The aim of this report is to analyse the effects of age and smoking status on health insurance premiums in the United States. The data set used was simulated and featured by Brett Lantz in his book Machine Learning with R. It was simulated based off US Census Bureau demographic statistics and is therefore reliable. There are seven variables in this data set, but this report focuses on age and smoking status. The two research questions this research investigated are:
How do the health insurance premiums of smokers differ from those who don’t smoke in the United States?
What is the impact of age on the health Insurance Premiums of citizens of the United States?
The findings of this report were that there were many correlations between smokers and high insurance premiums. These were consistent and significant enough to conclude that the health insurance premiums of smokers in the United States will be higher than those of non smokers, assuming all other variables are kept constant. There were also consistent and significant correlations to deduce that the cost of private health insurance in the US increases as a function of age.

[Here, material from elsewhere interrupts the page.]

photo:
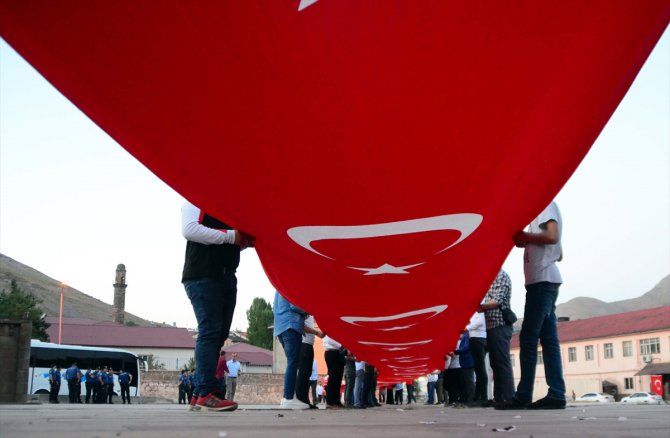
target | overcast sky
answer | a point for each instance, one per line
(74, 204)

Insurance <- read.csv("~/Desktop/Math1005 Project 1 Data/Insurance.csv")
View(Insurance)
attach(Insurance)
summary(Insurance)
## age sex bmi children smoker
## Min. :18.00 female:662 Min. :15.96 Min. :0.000 no :1064
## 1st Qu.:27.00 male :676 1st Qu.:26.30 1st Qu.:0.000 yes: 274
## Median :39.00 Median :30.40 Median :1.000
## Mean :39.21 Mean :30.66 Mean :1.095
## 3rd Qu.:51.00 3rd Qu.:34.69 3rd Qu.:2.000
## Max. :64.00 Max. :53.13 Max. :5.000
## region charges
## northeast:324 Min. : 1122
## northwest:325 1st Qu.: 4740
## southeast:364 Median : 9382
## southwest:325 Mean :13270
## 3rd Qu.:16640
## Max. :63770
There are seven variables in this data set; ‘age’, ‘sex’, ‘bmi’, ‘children’, ‘smoker’, ‘region’ and ‘charges’. ‘age’ refers to the age of each subject, ranging from 18 to 64. ‘sex’ refers to the gender of each subject, in this case either male or female.’bmi’ refers to the body mass index of each subject, ranging from 15.96 to 53.13. ‘children’ refers to how many children each subject has, ranging from 0 to 5. ‘smoker’ refers to whether or not the subject smokes. ‘region’ refers to the area in which the subject lives, either northwest, northeast, southwest or southeast. ‘charges’ refers to the health insurance premiums paid by each subject, ranging from 1122 USD to 63770 USD. There are 1338 rows of data in this set.
class(Insurance$age)
## [1] "integer"
The variable ‘age’ is classified as an integer. This is the correct classification as this variable contains a small range of numerical data and, thus should be classified as an integer.
class(Insurance$sex)
## [1] "factor"
‘sex’ is classified as a factor. This is accurate because this variable contains no numerical data, only two factors: male and female.
class(Insurance$bmi)
## [1] "numeric"
The variable ‘bmi’ is appropriately classified as numeric because it contains a large range of numeric data.
class(Insurance$children)
## [1] "integer"
This variable, ‘children’ has been classified as an integer. This is the right classification as ‘children’ contains a small range of numeric data.
class(Insurance$smoker)
## [1] "factor"
‘smoker’ is classified as a factor. This is an accurate classification of this variable as it contains no numeric data, only two factors: yes and no.
class(Insurance$region)
## [1] "factor"
The classification of the variable ‘region’ is correct. This variable contains no numeric data, and thus should be classified as a factor.
class(Insurance$charges)
## [1] "numeric"
The variable ‘charges’ has been classified as numeric. This is appropriate because this variable contains a large range of numeric data.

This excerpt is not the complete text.